Vice president? Doesn’t want it. A run for governor? Quite possibly. Leaving public service for a new career in the private sector? That’s appealing, U.S. Sen. Kay Bailey Hutchison said Thursday, in the midst of a three-day West Texas bus tour.

This is someone who has been going around the state for almost a year, telling everybody who would listen that she’s running for governor in 2010, no kidding this time, and suddenly she’s giving an interview saying she might go into the private sector. What is she thinking? This can’t be a smart move. If she intends to run for governor, she has undercut herself by being a tease. Again. It has to make contributors think twice before writing their checks. If she doesn’t intend to run for governor, why has she been telling supporters that she does? If she does intend to run for governor, why is she telling the Houston Chronicle that she might not?

This has thrown Republicans into a tizzy. Many have been counting on Hutchison’s popularity to help the GOP recover some of the losses it suffered in 2006. Others have been waiting for her to make up their minds before they decide on their own plans. This won’t win her any popularity contests with the other statewide office holders, but relations between them and Hutchison have been frosty ever since they endorsed Rick Perry’s reelection while she was talking about running.

One of the strangest things in the story is that Hutchison talked about needing financial stability because of her two adopted children. Her husband, Ray Hutchison, has been one of the state’s premier bond lawyers for decades.

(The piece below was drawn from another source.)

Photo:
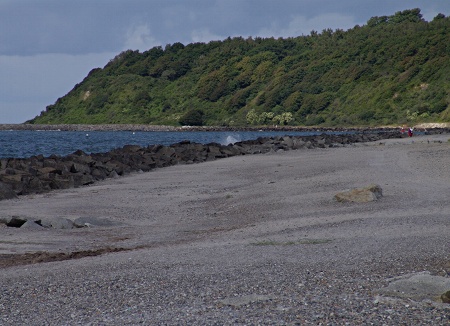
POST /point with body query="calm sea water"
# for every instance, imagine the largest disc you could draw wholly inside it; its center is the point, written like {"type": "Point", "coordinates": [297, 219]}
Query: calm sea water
{"type": "Point", "coordinates": [19, 144]}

The couple surely have no financial worries.

She also spoke of wanting to spend more time with her children. Well, if she is looking for a job that allows her time with the kiddos, I don’t think the private sector is the place to go. Governor of Texas, on the other hand, is a pretty cushy job. You let your appointees run the agencies and spend your time cutting ribbons and making speeches. Five months out of twenty four, those pesky legislators are in town, but if you play nice, like George W. Bush did, you can handle them. And the kiddos are just across the street at the Mansion, or even at the office.

One thing she will not do, she told the Chronicle, is run for reelection in 2012. She doesn’t particularly like the Senate. I’ve heard that from her firsthand. It’s a boy’s club. She is closer to the Democratic women than to many of the Republican men. In her early years in the Senate, Phil Gramm was a star, but he did little in the way of delivering goodies to Texas, and the job fell to her. “Most states have two senators,” she told me once. “Texas has one senator and one congressman, and I’m the congressman.” She has done such a good job in that role that it has worked against her ambition to be governor, as prominent Republicans have urged her to stay in the Senate and continue to deliver the goodies. Still, the daily grind of being a legislator–committee hearings, floor debate, evening fundraisers–is not a rewarding existence unless you just live for it, which she clearly does not.

Hutchison told the Chronicle that she doesn’t like Washington. “I don’t like the toughness and meanness of Washington,” she said. “I’d rather do something different.” Uh, Kay, I hate to be the one to break it to you, but Texas politics can be tough and mean too.

But then she changed course and sounded very much like a candidate:

“Who is running will not affect my decision at all,” Hutchison said. “I felt like the party was not ready last time. And I think that now if I decide to do it, it will be based on what I think I can do for Texas.

“I stepped back once,” she said. “I will not step back again.”

What is going on here? In her two previous non-races for governor, Hutchison has gained a reputation of being someone who wanted to be courted, who wanted Texas Republicans to come to her and beg her to run. History is repeating itself. She wants to BE governor. But she doesn’t want to have to RUN for governor. She could be completing her second term as governor now. But her indecision, and the deep-seated reasons for it, have been her undoing.

Don’t get me wrong. I like Kay a lot, personally and politically. I’ve known her for forty years. We both started out at the Capitol working for the same House member, the late Ed J. Harris of Galveston (I succeeded Kay.) I think she has been a very good senator. I think she would have made a terrific governor. Yes, that’s past tense.